Heterostructure-Promoted Oxygen Electrocatalysis Enables Rechargeable Zinc–Air Battery with Neutral Aqueous Electrolyte

Neutral aqueous zinc–air batteries (ZABs) are an emerging type of energy devices with substantially elongated lifetime and improved recyclability compared to conventional alkaline ZABs. However, their development is impeded by the lack of robust bifunctional catalyst at the air-electrode for the oxygen evolution reaction (OER) and the oxygen reduction reaction (ORR). Here, we report the controlled synthesis of NiFe₂O₄/FeNi₂S₄ heterostructured nanosheets (HNSs) that are highly efficient in catalyzing OER and ORR, therefore enabling neutral rechargeable ZABs.

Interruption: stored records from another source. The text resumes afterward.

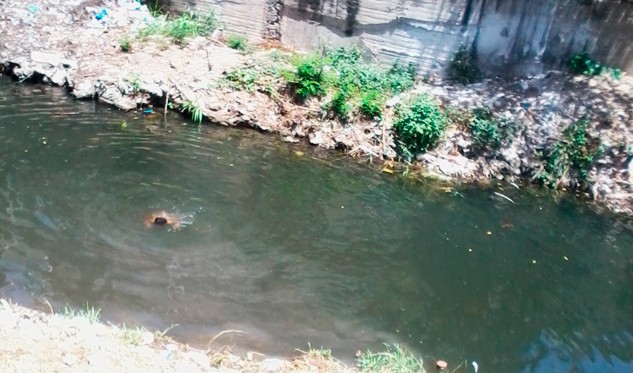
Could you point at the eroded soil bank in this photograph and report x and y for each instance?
(64, 43)
(37, 342)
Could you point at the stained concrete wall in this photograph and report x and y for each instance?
(511, 36)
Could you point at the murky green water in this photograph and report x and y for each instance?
(294, 249)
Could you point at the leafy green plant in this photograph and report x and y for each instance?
(582, 63)
(184, 26)
(419, 125)
(124, 43)
(309, 79)
(193, 109)
(464, 67)
(372, 103)
(90, 313)
(135, 83)
(340, 103)
(487, 132)
(574, 152)
(241, 79)
(394, 359)
(351, 84)
(237, 42)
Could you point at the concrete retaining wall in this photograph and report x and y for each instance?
(514, 36)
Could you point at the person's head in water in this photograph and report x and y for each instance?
(159, 220)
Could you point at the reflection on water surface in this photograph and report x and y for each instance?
(296, 249)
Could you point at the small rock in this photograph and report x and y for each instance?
(8, 320)
(59, 77)
(290, 139)
(84, 89)
(316, 138)
(69, 64)
(52, 59)
(69, 359)
(200, 359)
(273, 365)
(441, 365)
(29, 329)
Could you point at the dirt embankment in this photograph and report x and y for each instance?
(65, 44)
(33, 341)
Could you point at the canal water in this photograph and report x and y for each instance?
(290, 245)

Associated with the formation of abundant oxide/sulfide interfaces over NiFe₂O₄/FeNi₂S₄ HNSs’ surfaces, the catalyst’s oxygen binding energy can be effectively tuned to enhance the OER and ORR activities, as revealed by the density functional theory calculations. In 0.2 M phosphate buffer solution, the optimized NiFe₂O₄/FeNi₂S₄ HNSs present an excellent oxygen electrocatalytic activity and stability, with much lower OER and ORR overpotentials than single-component FeNi₂S₄ or NiFe₂O₄ and with negligible performance decay in accelerated durability testing. When used as an air-electrode, the NiFe₂O₄/FeNi₂S₄ HNSs can deliver a power density of 44.4 mW cm^–2 and a superior cycling stability (only 0.6% decay after 900 cycles at 0.5 mA cm^–2), making the resultant ZAB the most efficient and robust one with a neutral aqueous electrolyte reported to date. This work highlights the essential function of the heterostructure interface in oxygen electrocatalysis, opening a new avenue to advanced neutral metal–air batteries.